"Incoming webhook" type automation triggers changed their base URL and have a new undocumented "Secret" parameter (randomly?!)

One of our customers sent us a screenshot about the “Incoming webhook” trigger config in one of his Jira Cloud automation rules. His shot looks a bit different compared to our triggers, because apart from smaller differences (links moved, text changed):

  1. His base URL does not start with https://automation.atlassian.com, but with https://api-private.atlassian.com?!
  2. He has a “Secret” field?!

I tried to figure out what’s going on, but we don’t have those changes. The official Jira Automation documentation doesn’t mention anything, either.

His config form looks like this:

While mine looks like this:

Then I picked one of my playground sites to see if I can reproduce the problem, and created a dummy rule with this trigger type. Now I can see that my config form is “old style”, but the rule component’s preview is already “new style”?!

It seems that Atlassian is making some changes, but it is not documented anywhere, not rolled out globally and even on the same site, it is “half-working”.

Atlassian, could you please clarify?

4 Likes

Hey @aron.gombas,

As part of our continuous focus to uplift the security and reliability of Atlassian automation, we’re routing all rules containing incoming webhook triggers through a more secure endpoint. For further details on this update, please refer to our community article: Update on Incoming Webhooks Trigger for Atlassian Automation Rules(Update on Incoming Webhooks Trigger for Atlassian ... - Atlassian Community).

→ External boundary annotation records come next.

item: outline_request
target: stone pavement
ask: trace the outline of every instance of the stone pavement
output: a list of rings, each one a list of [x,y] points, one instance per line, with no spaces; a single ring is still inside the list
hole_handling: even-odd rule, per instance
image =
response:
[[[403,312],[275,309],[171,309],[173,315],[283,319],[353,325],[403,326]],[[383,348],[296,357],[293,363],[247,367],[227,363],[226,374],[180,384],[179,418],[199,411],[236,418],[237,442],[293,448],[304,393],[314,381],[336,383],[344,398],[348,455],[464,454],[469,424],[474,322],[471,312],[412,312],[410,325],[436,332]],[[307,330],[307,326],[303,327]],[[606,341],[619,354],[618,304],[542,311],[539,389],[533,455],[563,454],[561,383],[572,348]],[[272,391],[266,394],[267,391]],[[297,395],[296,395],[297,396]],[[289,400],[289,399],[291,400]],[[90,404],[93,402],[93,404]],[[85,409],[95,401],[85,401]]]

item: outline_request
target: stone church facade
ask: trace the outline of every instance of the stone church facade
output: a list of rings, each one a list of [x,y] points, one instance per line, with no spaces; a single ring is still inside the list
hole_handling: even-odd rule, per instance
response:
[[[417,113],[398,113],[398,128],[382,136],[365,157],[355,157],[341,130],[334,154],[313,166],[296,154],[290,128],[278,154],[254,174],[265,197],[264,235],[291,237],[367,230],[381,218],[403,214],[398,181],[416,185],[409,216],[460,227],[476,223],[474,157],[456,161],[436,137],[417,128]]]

The changes are rolled out gradually and may not be on your site just yet. All new rules featuring incoming webhook triggers will be routed through the new endpoint within the next 4 to 5 business days, barring any significant issues. Additionally, our Atlassian Cloud changes blog(https://confluence.atlassian.com/cloud/blog) is published weekly, and you can expect to see information about this change in the upcoming blog post.

We apologise for any confusion this may have caused.

Thanks for the reply, @DhanapalMohanasamy! I missed that article on CAC, thanks for the link, too!

It is not clear to me that there is a change that is already gradually rolled out, but it is not documented anywhere how to use it. I mean that the new trigger is already available on many sites, but I can’t see the documentation how to call the URL, more specifically how to use the “Secret” value? Should this be passed in a request header?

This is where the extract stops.